20 October 2016

IN THIS POST I WANT TO LOOK AT THE HISTORY OF HOMEOWNERSHIP in the United States. I’m going to go relatively far back in time, using Census data to compare the evolution of the homeownership rate by state from 1900 through 2015. Along the way we’ll make several different visualizations.

Data

For data we’re going to rely on the U.S. Census Bureau. This page has a tabulation of historical homeownership rates from 1900 through 2000. Then we’ll supplement these estimates with estimates from the 2010 Decennial Census and the 2005 and 2015 American Community Survey, which can be downloaded from Census here.

I’ve put all the data into a single long text file with columns for state, year, and the value of the homeownership rate. You can download these data in a text file here.

Let’s make some graphs

First let’s set up some libraries and take a peek at our data.

library(viridis)
library(data.table)
library(ggplot2)
library(scales)
library(tweenr)
library(animation)
library(dplyr)
library(viridis)
library("htmlTable")
ho.dat<-fread("data/horate.txt")  #load data

# view data:
htmlTable(head(ho.dat), col.rgroup = c("none", "#F7F7F7"),caption="Homeownership data:",
          tfoot="horate.txt")
Homeownership data:
state year value
1 United States 2010 65.1
2 United States 2000 66.2
3 United States 1990 64.2
4 United States 1980 64.4
5 United States 1970 62.9
6 United States 1960 61.9
horate.txt

Now we’ll plot the U.S. homeownership rate:

ho.dat$st<-factor(ho.dat$state,levels=unique(ho.dat$state)) #make a factor out of the state variable for use later


ggplot(data=ho.dat[state=="United States",],aes(x=year,y=value))+
   geom_line(color=viridis(5)[2],size=1.05)+
   theme_minimal()+
  geom_text(data=ho.dat[state=="United States" & year==2015,],hjust=0,aes(label=paste(" ",round(value,1))),color=viridis(5)[2])+
  geom_point(data=ho.dat[state=="United States" & year==2015,],color=viridis(5)[2],size=3)+
  scale_x_continuous(breaks=unique(ho.dat$year))+
  scale_y_continuous(breaks=seq(40,70,5))+
  coord_cartesian(xlim=c(1895,2020))+
  labs(x="",y="",title="Homeownership rate (%)",
       subtitle="United States",
       caption="@lenkiefer Source: U.S. Census Bureau\n1900-2010 Decennial Census, 2005 & 2015 American Community Survey 1-year estimates")+
  theme(plot.caption=element_text(hjust=0))+
  theme(axis.text=element_text(size=7))

plot of chunk fig-horate-1

This chart shows the decline in the homeownership rate since 2005 for the United States. At 63% the level of homeownership is the lowest in several decades. The Housing Vacancy Survey has updated estimates through the second quarter of 2016 and the rate of 62.9 percent in 2016Q2 is the lowest since the start of the survey in 1965.

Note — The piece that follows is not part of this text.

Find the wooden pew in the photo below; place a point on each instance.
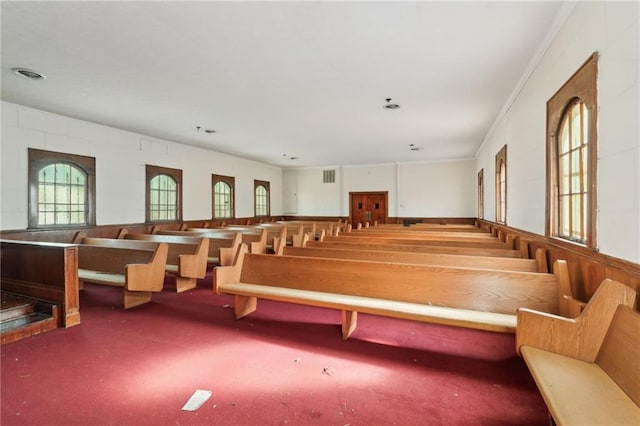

However, the longer history that we can get from the Decennial Census shows us that the homeownership rate has been much lower before the 1960s.

Homeownership rates by state

We can also look at the rate of homeownership by state. Let’s try several different ways to examine it.

Panel plot

Let’s compare the homeownership rate by state using small multiples. So we have 50 states, I’m going to drop the District of Columbia. For each state we’ll plot a line chart using the historical rates of homeownership for each state.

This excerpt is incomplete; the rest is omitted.